Library Structure

Overview of the manuscript-ocr library architecture.

        graph LR
    %% Main package
    manuscript[manuscript]

    %% Core modules
    manuscript --> Pipeline["Pipeline<br/><i>Главный класс для OCR</i>"]
    manuscript --> data["data<br/><i>Структуры данных</i>"]
    manuscript --> detectors["detectors<br/><i>Детекторы текста</i>"]
    manuscript --> recognizers["recognizers<br/><i>Распознаватели текста</i>"]
    manuscript --> utils["utils<br/><i>Утилиты</i>"]
    manuscript --> api["api<br/><i>API базовые классы</i>"]

    %% Pipeline methods
    Pipeline --> p_predict["predict()<br/><i>→ Dict | Tuple[Dict, Image]</i>"]
    Pipeline --> p_get_text["get_text()<br/><i>→ str</i>"]

    %% Data structures
    data --> Page["Page"]
    data --> Block["Block"]
    data --> Line["Line"]
    data --> Word["Word"]

    Page --> page_blocks["blocks: List[Block]"]
    Block --> block_lines["lines: List[Line]"]
    Block --> block_order["order: Optional[int]"]
    Line --> line_words["words: List[Word]"]
    Line --> line_order["order: Optional[int]"]
    Word --> word_polygon["polygon: List[(x,y)]"]
    Word --> word_det_conf["detection_confidence: float"]
    Word --> word_text["text: Optional[str]"]
    Word --> word_rec_conf["recognition_confidence: Optional[float]"]
    Word --> word_order["order: Optional[int]"]

    %% Detectors
    detectors --> EAST["EAST<br/><i>Efficient and Accurate Scene Text Detector</i>"]
    EAST --> east_predict["predict()<br/><i>→ Dict[str, Any]</i>"]
    EAST --> east_train["train()<br/><i>→ None</i>"]
    EAST --> east_export["export()<br/><i>→ str</i>"]

    %% Recognizers
    recognizers --> TRBA["TRBA<br/><i>Text Recognition with BiLSTM + Attention</i>"]
    TRBA --> trba_predict["predict()<br/><i>→ List[Dict[str, Any]]</i>"]
    TRBA --> trba_train["train()<br/><i>→ None</i>"]
    TRBA --> trba_export["export()<br/><i>→ str</i>"]

    %% Utils submodules
    utils --> io["io<br/><i>Чтение/запись</i>"]
    utils --> visualization["visualization<br/><i>Визуализация результатов</i>"]
    utils --> sorting["sorting<br/><i>Сортировка и организация</i>"]
    utils --> training["training<br/><i>Обучение моделей</i>"]

    %% IO functions
    io --> read_image["read_image()<br/><i>→ np.ndarray</i>"]
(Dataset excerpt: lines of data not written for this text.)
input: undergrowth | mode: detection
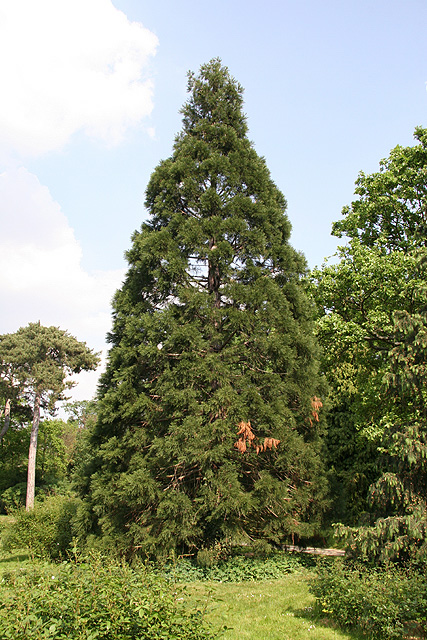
[0,557,216,640]
[311,559,427,640]
[157,553,314,583]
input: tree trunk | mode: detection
[25,391,41,511]
[0,398,10,440]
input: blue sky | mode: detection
[0,0,427,397]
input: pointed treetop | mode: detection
[181,58,247,137]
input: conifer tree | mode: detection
[84,59,332,551]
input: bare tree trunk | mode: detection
[0,398,10,440]
[25,391,41,511]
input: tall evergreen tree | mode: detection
[84,59,332,550]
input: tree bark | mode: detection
[0,398,10,441]
[25,391,41,511]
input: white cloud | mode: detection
[0,0,157,160]
[0,168,124,399]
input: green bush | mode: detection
[3,496,79,560]
[311,560,427,640]
[0,556,215,640]
[160,552,311,582]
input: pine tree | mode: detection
[81,60,332,550]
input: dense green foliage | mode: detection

    %% Visualization functions
    visualization --> visualize_page["visualize_page()<br/><i>→ Image</i>"]

    %% Sorting functions
    sorting --> organize_page["organize_page()<br/><i>→ Page</i>"]

    %% Training functions
    training --> set_seed["set_seed()<br/><i>→ None</i>"]

    %% API
    api --> BaseModel["BaseModel<br/><i>Базовый класс для моделей</i>"]
    BaseModel --> base_predict["predict() <i>abstract</i>"]

    %% Styles
    style manuscript fill:#1f2937,color:#ffffff,stroke:#111827,stroke-width:2px
    style Pipeline fill:#fde68a,color:#111827,stroke:#92400e,stroke-width:2px

    style data fill:#bbf7d0,color:#064e3b,stroke:#047857
    style detectors fill:#bfdbfe,color:#1e3a8a,stroke:#2563eb
    style recognizers fill:#ddd6fe,color:#4c1d95,stroke:#7c3aed
    style utils fill:#fed7aa,color:#7c2d12,stroke:#ea580c
    style api fill:#fecaca,color:#7f1d1d,stroke:#dc2626
    

Module Descriptions

Pipeline

The main high-level interface that combines detection and recognition into a single OCR workflow.

data

Data structures (Page, Block, Line, Word) for representing OCR results in a hierarchical format.

detectors

Text detection models. Currently includes EAST (Efficient and Accurate Scene Text Detector).

recognizers

Text recognition models. Currently includes TRBA (Text Recognition with BiLSTM and Attention mechanism).

utils

Utility functions for:

  • I/O operations (read_image)

  • Visualization (visualize_page)

  • Sorting and organization (organize_page)

  • Training utilities (set_seed)